Steden en rijk verstaan onder herstructurering het opwaarderen van wijken in bestaand stedelijk gebied door een gevarieerd woningaanbod te bewerkstelligen. Ik zal als bijdrage in de financiering van de inspanningen – onder voorbehoud van goedkeuring van de begroting door het parlement – aan de vier grote steden een bedrag van f 32,5 miljoen beschikbaar stellen voor het begrotingsjaar 1997. De juridische verplichting zal worden aangegaan op basis van een subsidieregeling. Deze regeling, die ook betrekking zal hebben op herstructurering buiten de vier grote steden, is in voorbereiding.

Ik beschouw herstructurering als een meerjarige inspanning. Daarom is in de begroting en meerjarenramingen 1998–2001 een budget opgenomen oplopend tot jaarlijks f 65 miljoen. Voor de periode na 1997 streef ik naar nadere afspraken, mede in samenhang met het beleidsstandpunt over het ijkmoment Belstato.

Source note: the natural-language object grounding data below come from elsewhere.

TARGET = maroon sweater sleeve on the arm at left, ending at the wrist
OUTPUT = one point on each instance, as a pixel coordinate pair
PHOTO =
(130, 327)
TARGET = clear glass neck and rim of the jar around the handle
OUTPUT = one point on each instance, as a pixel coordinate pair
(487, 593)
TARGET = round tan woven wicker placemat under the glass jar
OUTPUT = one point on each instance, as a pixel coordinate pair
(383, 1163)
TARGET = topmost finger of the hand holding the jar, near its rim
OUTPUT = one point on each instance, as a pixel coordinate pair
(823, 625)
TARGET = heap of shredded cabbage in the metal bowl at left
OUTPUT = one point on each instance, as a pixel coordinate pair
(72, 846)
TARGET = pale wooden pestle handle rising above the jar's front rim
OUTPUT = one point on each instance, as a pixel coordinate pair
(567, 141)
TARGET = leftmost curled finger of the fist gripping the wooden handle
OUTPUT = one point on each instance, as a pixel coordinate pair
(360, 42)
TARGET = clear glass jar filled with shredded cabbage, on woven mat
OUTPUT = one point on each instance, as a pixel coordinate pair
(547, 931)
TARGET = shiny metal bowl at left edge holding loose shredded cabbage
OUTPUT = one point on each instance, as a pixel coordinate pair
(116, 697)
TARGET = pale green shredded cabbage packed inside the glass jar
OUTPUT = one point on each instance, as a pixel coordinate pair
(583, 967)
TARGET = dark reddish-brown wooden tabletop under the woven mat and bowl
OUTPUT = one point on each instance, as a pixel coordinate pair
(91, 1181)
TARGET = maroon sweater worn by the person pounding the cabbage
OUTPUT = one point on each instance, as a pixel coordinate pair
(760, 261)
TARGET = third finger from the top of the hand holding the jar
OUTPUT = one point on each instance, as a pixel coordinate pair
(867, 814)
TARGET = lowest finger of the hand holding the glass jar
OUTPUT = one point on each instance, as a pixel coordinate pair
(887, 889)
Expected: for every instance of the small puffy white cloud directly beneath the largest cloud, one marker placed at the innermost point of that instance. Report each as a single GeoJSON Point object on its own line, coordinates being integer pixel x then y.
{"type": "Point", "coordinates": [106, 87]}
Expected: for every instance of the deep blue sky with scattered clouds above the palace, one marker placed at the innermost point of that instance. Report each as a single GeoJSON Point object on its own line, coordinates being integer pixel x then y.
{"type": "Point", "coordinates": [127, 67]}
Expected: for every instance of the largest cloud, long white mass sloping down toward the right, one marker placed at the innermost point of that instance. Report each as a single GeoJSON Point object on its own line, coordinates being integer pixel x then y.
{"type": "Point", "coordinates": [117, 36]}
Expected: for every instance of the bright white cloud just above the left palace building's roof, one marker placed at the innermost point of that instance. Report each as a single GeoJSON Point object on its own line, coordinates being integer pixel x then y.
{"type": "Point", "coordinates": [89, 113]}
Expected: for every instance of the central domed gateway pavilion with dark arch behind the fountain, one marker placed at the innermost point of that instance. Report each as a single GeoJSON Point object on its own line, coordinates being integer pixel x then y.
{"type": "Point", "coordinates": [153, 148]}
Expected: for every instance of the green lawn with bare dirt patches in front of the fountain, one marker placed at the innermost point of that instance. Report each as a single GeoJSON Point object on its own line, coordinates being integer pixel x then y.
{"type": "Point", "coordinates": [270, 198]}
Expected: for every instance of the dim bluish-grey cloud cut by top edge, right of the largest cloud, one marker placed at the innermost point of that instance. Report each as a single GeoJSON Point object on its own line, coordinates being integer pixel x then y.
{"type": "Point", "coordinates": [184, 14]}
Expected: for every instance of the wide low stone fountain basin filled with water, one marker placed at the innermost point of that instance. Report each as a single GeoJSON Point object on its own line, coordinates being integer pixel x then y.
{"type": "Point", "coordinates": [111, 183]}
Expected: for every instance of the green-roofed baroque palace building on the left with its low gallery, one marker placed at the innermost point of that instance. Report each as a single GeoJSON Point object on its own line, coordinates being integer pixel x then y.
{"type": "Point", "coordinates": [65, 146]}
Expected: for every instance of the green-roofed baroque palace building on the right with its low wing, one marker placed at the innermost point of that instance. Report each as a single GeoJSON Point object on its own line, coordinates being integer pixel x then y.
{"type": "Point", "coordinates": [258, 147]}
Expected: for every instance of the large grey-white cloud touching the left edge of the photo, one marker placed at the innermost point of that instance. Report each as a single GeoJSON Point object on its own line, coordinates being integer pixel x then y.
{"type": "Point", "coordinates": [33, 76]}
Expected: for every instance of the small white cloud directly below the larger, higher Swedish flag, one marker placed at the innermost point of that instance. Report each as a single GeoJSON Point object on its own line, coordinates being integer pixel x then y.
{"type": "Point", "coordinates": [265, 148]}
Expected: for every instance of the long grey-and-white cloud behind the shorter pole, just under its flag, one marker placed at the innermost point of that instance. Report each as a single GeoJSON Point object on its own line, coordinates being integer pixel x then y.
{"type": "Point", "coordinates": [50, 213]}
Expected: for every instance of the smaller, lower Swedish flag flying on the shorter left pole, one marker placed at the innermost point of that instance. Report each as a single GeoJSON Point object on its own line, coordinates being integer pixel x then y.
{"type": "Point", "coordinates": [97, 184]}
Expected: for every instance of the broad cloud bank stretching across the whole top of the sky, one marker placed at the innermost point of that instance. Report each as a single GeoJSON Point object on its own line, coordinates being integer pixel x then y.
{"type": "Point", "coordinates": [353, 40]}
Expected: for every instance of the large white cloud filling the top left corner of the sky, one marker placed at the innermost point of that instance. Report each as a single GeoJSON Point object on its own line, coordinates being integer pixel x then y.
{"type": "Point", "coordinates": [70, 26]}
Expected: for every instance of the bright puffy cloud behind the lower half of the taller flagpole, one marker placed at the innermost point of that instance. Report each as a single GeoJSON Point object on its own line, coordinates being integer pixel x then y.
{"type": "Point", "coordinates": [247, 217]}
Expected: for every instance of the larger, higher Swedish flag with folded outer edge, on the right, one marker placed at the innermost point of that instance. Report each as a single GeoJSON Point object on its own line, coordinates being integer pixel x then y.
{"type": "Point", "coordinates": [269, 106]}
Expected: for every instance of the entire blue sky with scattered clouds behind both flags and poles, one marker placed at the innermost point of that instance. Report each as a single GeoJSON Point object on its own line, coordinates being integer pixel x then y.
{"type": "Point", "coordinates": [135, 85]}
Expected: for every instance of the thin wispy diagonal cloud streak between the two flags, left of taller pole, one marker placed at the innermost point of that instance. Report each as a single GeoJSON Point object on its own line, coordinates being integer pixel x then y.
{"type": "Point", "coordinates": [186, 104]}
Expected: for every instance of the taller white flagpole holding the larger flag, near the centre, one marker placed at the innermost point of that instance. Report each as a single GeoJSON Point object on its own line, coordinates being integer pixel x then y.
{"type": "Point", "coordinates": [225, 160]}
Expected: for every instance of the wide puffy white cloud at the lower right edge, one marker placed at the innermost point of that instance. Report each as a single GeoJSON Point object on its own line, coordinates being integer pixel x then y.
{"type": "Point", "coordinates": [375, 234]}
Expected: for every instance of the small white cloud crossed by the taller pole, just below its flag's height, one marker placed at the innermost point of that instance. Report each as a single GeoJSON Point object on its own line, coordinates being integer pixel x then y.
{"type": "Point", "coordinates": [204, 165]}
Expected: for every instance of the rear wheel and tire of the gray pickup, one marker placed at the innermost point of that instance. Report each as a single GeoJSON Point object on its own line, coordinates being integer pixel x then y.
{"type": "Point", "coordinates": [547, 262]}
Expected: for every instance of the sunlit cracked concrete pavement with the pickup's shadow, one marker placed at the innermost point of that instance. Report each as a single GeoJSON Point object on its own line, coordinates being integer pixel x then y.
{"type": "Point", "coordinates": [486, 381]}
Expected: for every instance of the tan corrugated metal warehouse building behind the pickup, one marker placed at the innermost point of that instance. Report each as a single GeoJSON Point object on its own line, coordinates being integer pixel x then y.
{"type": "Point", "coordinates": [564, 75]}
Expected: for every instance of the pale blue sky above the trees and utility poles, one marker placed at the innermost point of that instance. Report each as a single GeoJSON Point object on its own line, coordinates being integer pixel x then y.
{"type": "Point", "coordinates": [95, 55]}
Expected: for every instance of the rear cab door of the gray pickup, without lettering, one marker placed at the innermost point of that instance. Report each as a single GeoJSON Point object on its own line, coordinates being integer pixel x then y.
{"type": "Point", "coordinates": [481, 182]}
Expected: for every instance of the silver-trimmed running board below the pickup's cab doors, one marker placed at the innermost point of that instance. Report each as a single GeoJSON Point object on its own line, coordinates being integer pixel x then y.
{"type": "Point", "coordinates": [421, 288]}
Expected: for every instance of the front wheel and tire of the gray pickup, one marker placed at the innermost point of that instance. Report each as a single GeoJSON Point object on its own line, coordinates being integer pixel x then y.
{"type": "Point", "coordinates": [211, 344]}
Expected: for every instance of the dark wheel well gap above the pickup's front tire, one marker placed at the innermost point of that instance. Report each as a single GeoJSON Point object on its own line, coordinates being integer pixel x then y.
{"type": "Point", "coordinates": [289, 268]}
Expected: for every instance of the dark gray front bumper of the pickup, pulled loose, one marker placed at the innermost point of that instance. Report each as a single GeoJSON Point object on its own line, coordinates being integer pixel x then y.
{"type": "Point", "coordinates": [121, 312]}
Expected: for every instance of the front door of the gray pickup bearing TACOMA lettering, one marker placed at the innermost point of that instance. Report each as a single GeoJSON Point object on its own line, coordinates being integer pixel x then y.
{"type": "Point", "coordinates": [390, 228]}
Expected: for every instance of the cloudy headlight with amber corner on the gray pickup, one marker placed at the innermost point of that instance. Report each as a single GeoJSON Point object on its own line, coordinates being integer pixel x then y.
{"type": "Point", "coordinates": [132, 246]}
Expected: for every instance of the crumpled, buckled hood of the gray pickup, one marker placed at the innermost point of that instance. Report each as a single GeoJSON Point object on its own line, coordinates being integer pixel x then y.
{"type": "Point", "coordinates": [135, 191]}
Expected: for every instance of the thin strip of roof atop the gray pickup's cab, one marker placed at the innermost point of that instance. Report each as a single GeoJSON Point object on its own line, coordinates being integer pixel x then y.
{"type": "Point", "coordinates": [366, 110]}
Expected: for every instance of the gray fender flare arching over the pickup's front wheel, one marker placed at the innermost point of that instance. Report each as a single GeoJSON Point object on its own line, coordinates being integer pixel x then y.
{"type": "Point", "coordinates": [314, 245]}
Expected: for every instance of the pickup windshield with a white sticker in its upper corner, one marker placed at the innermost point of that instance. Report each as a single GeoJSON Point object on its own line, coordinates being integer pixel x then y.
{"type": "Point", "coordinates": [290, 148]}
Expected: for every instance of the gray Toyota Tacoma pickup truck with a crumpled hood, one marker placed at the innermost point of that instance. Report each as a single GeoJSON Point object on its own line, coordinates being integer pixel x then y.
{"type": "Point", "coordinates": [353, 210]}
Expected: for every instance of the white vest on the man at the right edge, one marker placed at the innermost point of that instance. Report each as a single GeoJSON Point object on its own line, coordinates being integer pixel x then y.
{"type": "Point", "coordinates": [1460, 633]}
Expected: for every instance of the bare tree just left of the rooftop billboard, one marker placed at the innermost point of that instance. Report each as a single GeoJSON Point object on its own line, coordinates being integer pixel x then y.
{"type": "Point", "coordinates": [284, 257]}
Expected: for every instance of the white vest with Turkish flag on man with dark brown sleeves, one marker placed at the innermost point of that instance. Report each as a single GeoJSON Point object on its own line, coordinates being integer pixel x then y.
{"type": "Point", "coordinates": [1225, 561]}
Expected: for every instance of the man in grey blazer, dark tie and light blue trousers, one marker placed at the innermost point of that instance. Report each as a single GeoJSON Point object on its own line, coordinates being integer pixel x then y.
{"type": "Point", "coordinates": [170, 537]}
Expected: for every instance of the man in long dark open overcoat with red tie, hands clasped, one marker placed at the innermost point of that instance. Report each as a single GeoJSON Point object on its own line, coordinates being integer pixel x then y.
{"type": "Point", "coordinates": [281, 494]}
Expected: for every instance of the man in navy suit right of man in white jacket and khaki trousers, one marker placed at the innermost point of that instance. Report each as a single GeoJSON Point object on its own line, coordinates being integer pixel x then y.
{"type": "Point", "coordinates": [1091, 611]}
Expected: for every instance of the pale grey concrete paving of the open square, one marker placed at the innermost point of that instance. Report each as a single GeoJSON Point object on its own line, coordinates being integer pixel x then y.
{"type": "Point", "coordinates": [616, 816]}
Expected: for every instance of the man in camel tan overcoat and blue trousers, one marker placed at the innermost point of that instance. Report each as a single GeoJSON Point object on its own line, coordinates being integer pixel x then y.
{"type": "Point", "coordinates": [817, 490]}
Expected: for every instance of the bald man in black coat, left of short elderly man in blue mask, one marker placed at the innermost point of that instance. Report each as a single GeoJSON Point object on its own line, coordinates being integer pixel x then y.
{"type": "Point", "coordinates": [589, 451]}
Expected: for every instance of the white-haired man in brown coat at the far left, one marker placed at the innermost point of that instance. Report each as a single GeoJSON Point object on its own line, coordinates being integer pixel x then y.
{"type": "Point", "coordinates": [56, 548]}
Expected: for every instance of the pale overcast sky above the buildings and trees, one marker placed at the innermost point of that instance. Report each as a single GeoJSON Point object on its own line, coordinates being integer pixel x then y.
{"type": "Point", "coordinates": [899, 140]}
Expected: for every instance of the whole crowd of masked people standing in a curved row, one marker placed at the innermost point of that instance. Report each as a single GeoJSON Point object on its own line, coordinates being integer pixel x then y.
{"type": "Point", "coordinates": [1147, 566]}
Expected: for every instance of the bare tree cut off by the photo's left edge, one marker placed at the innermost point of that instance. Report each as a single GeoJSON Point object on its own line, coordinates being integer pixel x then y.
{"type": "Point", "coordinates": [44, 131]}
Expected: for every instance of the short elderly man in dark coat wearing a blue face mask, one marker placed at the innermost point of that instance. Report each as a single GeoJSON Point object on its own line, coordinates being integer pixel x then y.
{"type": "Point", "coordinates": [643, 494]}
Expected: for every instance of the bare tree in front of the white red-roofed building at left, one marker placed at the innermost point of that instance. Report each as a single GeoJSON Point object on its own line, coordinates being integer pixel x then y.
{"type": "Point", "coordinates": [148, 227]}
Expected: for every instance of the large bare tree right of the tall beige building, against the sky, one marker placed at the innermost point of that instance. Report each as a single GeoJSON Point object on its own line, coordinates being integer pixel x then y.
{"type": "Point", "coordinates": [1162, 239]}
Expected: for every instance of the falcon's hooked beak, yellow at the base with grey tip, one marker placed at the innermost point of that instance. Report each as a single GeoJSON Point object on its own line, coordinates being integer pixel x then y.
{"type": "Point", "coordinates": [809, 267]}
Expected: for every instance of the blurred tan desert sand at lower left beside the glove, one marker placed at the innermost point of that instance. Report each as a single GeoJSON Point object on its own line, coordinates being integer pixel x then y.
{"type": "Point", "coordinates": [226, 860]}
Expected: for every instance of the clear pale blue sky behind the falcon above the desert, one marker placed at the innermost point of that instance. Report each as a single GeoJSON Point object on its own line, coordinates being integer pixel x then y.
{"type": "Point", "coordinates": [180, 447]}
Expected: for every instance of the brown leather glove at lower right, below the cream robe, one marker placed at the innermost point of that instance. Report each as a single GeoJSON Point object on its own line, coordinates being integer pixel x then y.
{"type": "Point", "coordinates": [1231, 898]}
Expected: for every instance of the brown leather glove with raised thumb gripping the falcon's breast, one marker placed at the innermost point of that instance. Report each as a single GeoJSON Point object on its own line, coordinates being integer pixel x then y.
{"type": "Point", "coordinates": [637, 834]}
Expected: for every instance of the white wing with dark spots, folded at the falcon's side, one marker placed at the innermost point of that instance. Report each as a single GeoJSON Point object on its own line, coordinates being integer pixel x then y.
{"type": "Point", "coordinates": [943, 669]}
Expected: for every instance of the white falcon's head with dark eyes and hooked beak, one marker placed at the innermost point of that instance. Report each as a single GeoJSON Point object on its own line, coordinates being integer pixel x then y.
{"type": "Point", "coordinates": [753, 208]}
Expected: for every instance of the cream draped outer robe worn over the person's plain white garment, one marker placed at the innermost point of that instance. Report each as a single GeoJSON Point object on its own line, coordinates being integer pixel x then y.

Ook in nieuw te bouwen wijken zal gestreefd worden naar een gedifferentieerd woningaanbod. Op VINEX-uitleglocaties zal circa 30% sociale nieuwbouw plaatsvinden, waarvan de helft voor huishoudens met een minimuminkomen. Wanneer hierbij wordt aangelopen tegen de grenzen van het maximale spaarsaldo dat is toegestaan op grond van het Besluit Woninggebonden Subsidies 1995, ben ik bereid tijdelijk een ruimere spaargrens toe te staan. Over de uitwerking hiervan wordt U nader geïnformeerd.

De herstructureringsopgave zal niet alleen door de gemeentebesturen van de vier grote steden kunnen worden gerealiseerd. Andere partijen, zoals de regiobesturen, woningcorporaties en andere marktpartijen hebben hierin een belangrijke rol. Over de hoofdlijnen van de rapportage is informeel van gedachten gewisseld met de betrokken federaties van de woningcorporaties. Verder overleg met individuele corporaties zal op lokaal niveau plaats vinden. Zelf zal ik de rapportage en afspraken expliciet onder de aandacht brengen van de betrokken regiobesturen.

Hiermee verwacht ik dat vanuit de volkshuisvesting een effectieve bijdrage wordt geleverd aan het versterken van de sociaal-economische structuur van de stad en het tegengaan van ruimtelijke segregatie.

Een gelijkluidende brief is verzonden naar de Vaste Kamercommissie van Binnenlandse Zaken.

De Staatssecretaris van Volkshuisvesting, Ruimtelijke Ordening en Milieubeheer,

D. K. J. Tommel


XNoot
1

Ter inzage gelegd bij de afdeling Parlementaire Documentatie.

XNoot
1

Ter inzage gelegd bij de afdeling Parlementaire Documentatie.